Fairfield Mill Arts and Heritage Centre
This
is based in a former water-driven weaving mill in the Yorkshire
Dale National
park in East Cumbria. The
building fell empty in the 1992 after a long period of decline and many changes
in use. Subsequently it was the focus of an appeal to save the building and
bring it back into productive use – with a heritage focus.
A
charitable trust was established to save the building in 1993 – The Sedbergh
Buildings Preservation Trust. This organisation subsequently bought the
building with assistance from the John Paul Getty Jnr Trust and the Monument
Trust, and converted the building to a mixed arts and heritage use, with
assistance from the Northern Uplands Programme of the EU Structural Funds and
English Partnerships.
The
conversion plans were changed – from an arts and heritage centre with an
educational focus – when Arts Lottery funds were not approved. The amended
scheme incorporated artist studios and workspaces as an alternative. The remodelled
scheme, opened in 2001, comprises a mix of heritage and arts uses – with looms
and heritage exhibitions on two floors plus cafe, and artists studios and
exhibition areas in the remainder.
The
building totals 20,000 square foot, with the heritage elements covering 8,000,
and the studios another 4,000. In total there are 22 studio spaces providing
accommodation for the artists and craftspeople who rent them.
Rental
terms are monthly, and all-in, and the selling gallery at the heart of the
building exhibits products for sale for a commission.
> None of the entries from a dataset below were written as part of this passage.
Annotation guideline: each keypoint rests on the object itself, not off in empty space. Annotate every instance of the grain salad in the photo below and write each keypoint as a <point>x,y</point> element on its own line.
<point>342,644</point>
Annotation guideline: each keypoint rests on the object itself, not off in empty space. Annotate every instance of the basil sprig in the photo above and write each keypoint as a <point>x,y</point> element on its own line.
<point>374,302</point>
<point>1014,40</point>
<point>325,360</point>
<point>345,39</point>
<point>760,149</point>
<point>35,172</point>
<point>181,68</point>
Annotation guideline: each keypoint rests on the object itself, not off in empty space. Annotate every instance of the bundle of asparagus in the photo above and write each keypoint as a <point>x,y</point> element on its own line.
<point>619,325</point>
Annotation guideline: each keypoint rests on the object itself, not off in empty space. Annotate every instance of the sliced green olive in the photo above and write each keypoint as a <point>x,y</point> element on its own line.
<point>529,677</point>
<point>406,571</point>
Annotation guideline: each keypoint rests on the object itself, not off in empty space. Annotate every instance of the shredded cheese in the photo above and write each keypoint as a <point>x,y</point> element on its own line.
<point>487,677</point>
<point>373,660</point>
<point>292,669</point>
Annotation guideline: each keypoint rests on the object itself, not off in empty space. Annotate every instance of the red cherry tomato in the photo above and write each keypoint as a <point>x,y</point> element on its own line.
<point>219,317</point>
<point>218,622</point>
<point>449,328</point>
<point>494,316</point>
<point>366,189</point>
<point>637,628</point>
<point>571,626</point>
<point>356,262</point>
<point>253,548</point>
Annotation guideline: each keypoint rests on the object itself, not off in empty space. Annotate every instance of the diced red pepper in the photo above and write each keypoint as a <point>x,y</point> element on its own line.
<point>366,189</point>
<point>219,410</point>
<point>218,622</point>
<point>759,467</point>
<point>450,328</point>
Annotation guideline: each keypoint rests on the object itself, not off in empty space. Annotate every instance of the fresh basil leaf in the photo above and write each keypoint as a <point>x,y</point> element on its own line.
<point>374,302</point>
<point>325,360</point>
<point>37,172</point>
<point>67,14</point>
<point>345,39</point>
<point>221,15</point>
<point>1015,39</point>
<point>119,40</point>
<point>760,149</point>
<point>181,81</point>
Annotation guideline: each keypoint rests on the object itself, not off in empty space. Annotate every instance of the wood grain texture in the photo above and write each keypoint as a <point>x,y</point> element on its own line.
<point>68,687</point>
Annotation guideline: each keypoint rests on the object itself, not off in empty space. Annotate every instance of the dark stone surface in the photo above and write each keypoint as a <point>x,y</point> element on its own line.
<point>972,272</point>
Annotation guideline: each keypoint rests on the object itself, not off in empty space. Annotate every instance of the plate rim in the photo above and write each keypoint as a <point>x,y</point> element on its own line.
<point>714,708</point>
Commissions last year
paid to artists totalled £40,000.
Alternatively
the artists can sell directly from their own studios commission free. The
gallery will also process credit cards sales on behalf of itself and the
artists. It also houses and sells on behalf of non-residents but for a larger
commission.
The
proximity of the selling gallery and studio spaces compliment each other – and
add to the visitor footfall. The gallery facility is managed by a separate
trading company distinct from the Buildings Preservation Trust – itself now
re-named The Sedbergh and District Arts and Heritage Trust.
The
centre aims for a subsequent phase of development as a “Centre of Excellence
for Textiles,” an initiative that would include residential studios.
Yew Tree Barn
This is a commercial operation undertaken
by Wilson Reclamation Services Ltd – an architectural salvage and restoration
company operating from former agricultural premises located on the main A590
Kendal-to-Barrow road at Low Newton, near Cartmel in the South Lakeland.
Wilson
Reclamation Services Ltd have leased the properties for a number of years, and
run a successful architectural reclamation business from this site – which
includes retail and wholesale operations and store-rooms and yards open to the
public.
Off-road
parking is available and the nature of the business is specialist – but also
attractive to drop-in visitors as well. The operation has therefore developed a
steady footfall of visitors, and in consequence, over the past years the
operation has diversified – first with the addition of a cafe, and then with
“allied activities” such as furniture restorers.
Encouraged
by a suggestion from “Made In Cumbria” plus a small grant to cover part of the
capital works involved through its “Distinctly Cumbrian” Fund, the under-used
areas of the buildings – which total is in excess of 12,000 square foot – have
recently been converted for use as artists studios and an arts and crafts
gallery.
The
artist’s studio is prominently positioned near the entrance to the building and
on the way to the cafe. It is now occupied by a potter, who both produces and
sells work from there. The Potter, who was previously in a studio at Farfield
Mill in Sedburgh, gave his reasons for moving to Yew Tree Barn as a more
prominent position, better exposure for him individually, and it being nearer
his home. The upper floor of the main building also houses a gallery – which
sells local work, so reinforcing the Made In Cumbria mission.
Each
of the operations within the building is a stand-alone legal entity renting the
space they occupy – with the lease held by the operating company. Pamela
Wilson, the partner of Clive Wilson, who runs the operating company, Wilson
Reclamation Services, describes the developments as “a long term project”.